As it happened, no joke of mine was delivered as I wrote it. If I am being generous to myself, I will say that they used half of a joke of mine. They took the kernel inside and wrote a new shell to house it in. I can still see myself as having had a real achievement, but it's not so easy to feel the laughter in response to a joke that is only partly mine, and whose other part happened in my absence. I don't begrudge them doing what they must do to make the best show possible, of course.
I was, after the show finished, a little down. I was disappointed at the very least, and not as eager to socialize as I had thought I would be. I probably would have headed home immediately, as I had a relatively early morning ahead of me, but was encouraged to stay and get my spirits up on account of friends being there to see another show. That worked out fairly well, although I sagged anew after I parted ways with them.
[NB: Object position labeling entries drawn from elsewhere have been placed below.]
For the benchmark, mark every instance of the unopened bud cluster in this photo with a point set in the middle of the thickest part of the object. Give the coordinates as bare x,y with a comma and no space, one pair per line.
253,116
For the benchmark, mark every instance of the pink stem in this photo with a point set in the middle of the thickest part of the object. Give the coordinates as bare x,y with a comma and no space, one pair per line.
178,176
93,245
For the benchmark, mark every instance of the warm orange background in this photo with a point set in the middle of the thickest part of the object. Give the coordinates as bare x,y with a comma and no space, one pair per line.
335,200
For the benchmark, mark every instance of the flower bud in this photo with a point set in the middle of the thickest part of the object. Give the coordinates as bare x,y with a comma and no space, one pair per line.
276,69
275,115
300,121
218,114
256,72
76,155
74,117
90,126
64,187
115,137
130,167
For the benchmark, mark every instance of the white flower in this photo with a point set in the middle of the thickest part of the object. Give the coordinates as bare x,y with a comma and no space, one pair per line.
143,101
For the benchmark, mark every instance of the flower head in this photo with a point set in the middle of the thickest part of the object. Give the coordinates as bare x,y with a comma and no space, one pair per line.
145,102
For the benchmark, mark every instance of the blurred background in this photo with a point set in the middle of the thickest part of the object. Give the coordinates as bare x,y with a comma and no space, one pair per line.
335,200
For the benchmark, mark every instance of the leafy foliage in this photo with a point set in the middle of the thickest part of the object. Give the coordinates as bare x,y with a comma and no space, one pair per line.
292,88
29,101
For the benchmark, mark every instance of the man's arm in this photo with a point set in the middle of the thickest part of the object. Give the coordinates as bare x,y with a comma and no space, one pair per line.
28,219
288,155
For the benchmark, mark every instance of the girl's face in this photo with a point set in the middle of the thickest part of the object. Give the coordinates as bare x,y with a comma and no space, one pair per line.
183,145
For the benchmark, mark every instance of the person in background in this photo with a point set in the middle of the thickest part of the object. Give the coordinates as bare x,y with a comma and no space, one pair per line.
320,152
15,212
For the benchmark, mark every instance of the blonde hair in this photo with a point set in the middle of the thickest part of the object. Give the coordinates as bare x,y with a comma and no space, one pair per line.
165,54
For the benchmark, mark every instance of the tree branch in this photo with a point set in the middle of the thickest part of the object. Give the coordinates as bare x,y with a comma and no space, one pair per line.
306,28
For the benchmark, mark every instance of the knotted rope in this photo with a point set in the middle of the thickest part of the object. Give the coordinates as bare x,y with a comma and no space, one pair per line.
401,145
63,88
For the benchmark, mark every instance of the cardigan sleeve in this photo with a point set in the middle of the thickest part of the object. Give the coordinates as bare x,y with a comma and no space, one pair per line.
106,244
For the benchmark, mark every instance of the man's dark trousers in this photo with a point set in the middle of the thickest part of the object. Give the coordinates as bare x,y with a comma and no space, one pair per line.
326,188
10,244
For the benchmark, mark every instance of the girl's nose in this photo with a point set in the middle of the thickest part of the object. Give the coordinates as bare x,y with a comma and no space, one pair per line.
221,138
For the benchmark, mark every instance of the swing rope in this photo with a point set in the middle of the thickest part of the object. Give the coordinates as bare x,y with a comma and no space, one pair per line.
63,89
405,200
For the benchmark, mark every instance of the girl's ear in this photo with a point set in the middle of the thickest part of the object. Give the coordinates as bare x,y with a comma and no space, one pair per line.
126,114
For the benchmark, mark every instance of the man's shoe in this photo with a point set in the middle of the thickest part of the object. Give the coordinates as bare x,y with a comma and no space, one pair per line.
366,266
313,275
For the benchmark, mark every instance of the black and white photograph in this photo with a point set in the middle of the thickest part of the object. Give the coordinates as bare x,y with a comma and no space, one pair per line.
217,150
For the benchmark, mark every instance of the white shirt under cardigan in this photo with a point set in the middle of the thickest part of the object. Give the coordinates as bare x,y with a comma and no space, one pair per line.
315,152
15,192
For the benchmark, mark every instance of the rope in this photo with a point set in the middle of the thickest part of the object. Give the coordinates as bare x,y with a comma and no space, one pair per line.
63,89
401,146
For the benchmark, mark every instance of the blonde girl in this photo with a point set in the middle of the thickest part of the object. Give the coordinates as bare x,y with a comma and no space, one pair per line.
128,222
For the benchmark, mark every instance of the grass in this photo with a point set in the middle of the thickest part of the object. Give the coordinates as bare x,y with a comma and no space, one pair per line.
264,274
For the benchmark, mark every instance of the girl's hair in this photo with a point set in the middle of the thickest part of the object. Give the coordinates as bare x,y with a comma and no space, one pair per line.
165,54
I'm certainly not through with submitting the jokes, I ought to say. I did not have the full success that I wanted the first time out, but I had a partial success. I made a contribution and I got to see the show for free just like any other writer or performer they'd have. I'll keep plugging away, and when I do have a success, I'll know that it really means something. When I don't, I'll know not to beat myself up too much, and sometime or another, I'm certain I'll get to join their staff as a regular. I know I'm good enough.